2. From a long-term investment viewpoint, IIFL Quant Fund will aim to have lowest churn without compromising returns. If rebalancing of portfolio is done every month, portfolio produces an outperformance of 6.7% per year (post expenses) but the churn rate goes as high as 268%. This is equivalent to buying and selling the entire portfolio ~2.7 times a year. For 6 months rebalance period, there is a significant drop in the churn rate without compromising the outperformance much. While IIFL Quant will be rebalanced every 6 months, there are peers such as Tata Quant and Axis Quant that are rebalanced on a monthly basis.
Existing quant funds
There are 6 quant funds already.
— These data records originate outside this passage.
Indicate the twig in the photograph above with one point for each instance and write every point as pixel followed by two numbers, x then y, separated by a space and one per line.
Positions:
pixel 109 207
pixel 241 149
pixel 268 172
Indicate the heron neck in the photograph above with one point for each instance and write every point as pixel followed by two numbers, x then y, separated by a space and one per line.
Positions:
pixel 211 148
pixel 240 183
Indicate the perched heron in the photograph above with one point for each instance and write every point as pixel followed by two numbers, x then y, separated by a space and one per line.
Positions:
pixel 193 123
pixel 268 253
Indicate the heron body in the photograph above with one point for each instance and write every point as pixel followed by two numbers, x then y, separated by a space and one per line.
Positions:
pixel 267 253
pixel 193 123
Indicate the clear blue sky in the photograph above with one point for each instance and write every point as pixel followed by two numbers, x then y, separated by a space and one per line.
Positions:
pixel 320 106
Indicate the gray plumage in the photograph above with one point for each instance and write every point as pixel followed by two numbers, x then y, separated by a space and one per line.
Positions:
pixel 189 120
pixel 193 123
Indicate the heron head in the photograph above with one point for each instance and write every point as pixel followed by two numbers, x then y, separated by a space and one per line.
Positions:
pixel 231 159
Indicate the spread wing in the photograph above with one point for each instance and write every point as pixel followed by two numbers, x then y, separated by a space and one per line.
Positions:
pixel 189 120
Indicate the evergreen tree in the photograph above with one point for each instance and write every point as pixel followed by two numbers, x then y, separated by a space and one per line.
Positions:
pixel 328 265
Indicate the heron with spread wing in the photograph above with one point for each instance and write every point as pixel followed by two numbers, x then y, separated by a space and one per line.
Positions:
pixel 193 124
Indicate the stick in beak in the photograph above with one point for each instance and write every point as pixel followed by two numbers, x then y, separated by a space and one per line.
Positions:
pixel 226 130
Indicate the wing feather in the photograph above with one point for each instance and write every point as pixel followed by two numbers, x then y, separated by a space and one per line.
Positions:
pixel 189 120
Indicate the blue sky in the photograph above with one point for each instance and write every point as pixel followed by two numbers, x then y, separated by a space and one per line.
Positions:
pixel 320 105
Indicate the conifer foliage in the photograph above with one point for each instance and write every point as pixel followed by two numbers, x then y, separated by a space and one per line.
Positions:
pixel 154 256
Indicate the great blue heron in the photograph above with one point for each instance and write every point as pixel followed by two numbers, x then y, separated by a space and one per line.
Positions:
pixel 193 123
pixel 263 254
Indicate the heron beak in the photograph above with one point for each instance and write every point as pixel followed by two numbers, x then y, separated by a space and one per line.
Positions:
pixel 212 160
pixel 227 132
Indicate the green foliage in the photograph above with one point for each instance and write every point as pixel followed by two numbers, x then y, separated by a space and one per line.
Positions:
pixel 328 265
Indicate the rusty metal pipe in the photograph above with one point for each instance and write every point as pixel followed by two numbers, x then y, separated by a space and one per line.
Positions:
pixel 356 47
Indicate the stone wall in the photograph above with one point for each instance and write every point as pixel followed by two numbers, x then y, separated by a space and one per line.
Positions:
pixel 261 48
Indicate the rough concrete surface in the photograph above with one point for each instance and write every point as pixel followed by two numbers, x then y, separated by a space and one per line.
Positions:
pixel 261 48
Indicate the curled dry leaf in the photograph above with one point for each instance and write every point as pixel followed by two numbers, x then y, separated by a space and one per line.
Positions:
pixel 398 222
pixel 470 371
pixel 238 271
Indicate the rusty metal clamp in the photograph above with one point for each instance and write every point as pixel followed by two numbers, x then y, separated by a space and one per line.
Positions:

These are Axis Quant Fund, DSP Quant Fund, ICICI Prudential Quant Fund, Nippon India Quant Fund, Tata Quant Fund and Quant Quantamental Fund.
Please note that quant funds differ in 4 main areas.
1. Choice and design of variables2. Portfolio construction methodology3. Allocations and constraints4. Rebalancing frequencies
Even though two quant funds may both be value funds, or momentum funds, their portfolios and performance can be very different. Why two value funds should be different? This is because there are lots of parameters that define a value strategy. For example, some funds might define value factor as low price to book ratio while others might take a combination of variables like price to book, price to earnings, EV/EBITDA, dividend yield, etc., to define value factor. The choice of variables a fund manager uses can cause the resulting portfolios to have a very different outcome.
Fund Manager – Parijat Garg
Benchmark – S&P BSE 200 TRI
NFO period – November 8, 2021 to November 22, 2021
Exit load – 1% if redeemed/switched out, on or before 12 months from the date of allotment
Minimum investment amount – First time Purchase INR 1000/- and in multiples of INR 100/- thereafter; Additional Purchase INR 1000/- and in multiples of INR 1/- thereafter
Minimum SIP amount – Monthly option Rs. 1000 per month for a minimum period of six months; Quarterly Option Rs. 1000 per quarter for a minimum period of 6 quarters
Fund house speak
Commenting on the IIFL Quant Fund, Manoj Shenoy, CEO, IIFL AMC, said, “The Passive+ approach that the fund follows is based on multiple quantitative factors that have been back-tested and historically proven to improve stock selection capabilities. The model has a fundamental basis with parameters clearly laid out and relies on a defined process while applying the same across a set of comparable stocks.”
Parijat Garg, Fund Manager, IIFL AMC, said, “Based on a quantitative model, the strategies of the IIFL Quant Fund are fully systematic and rule-based and would have additional filters for selecting quality momentum stocks.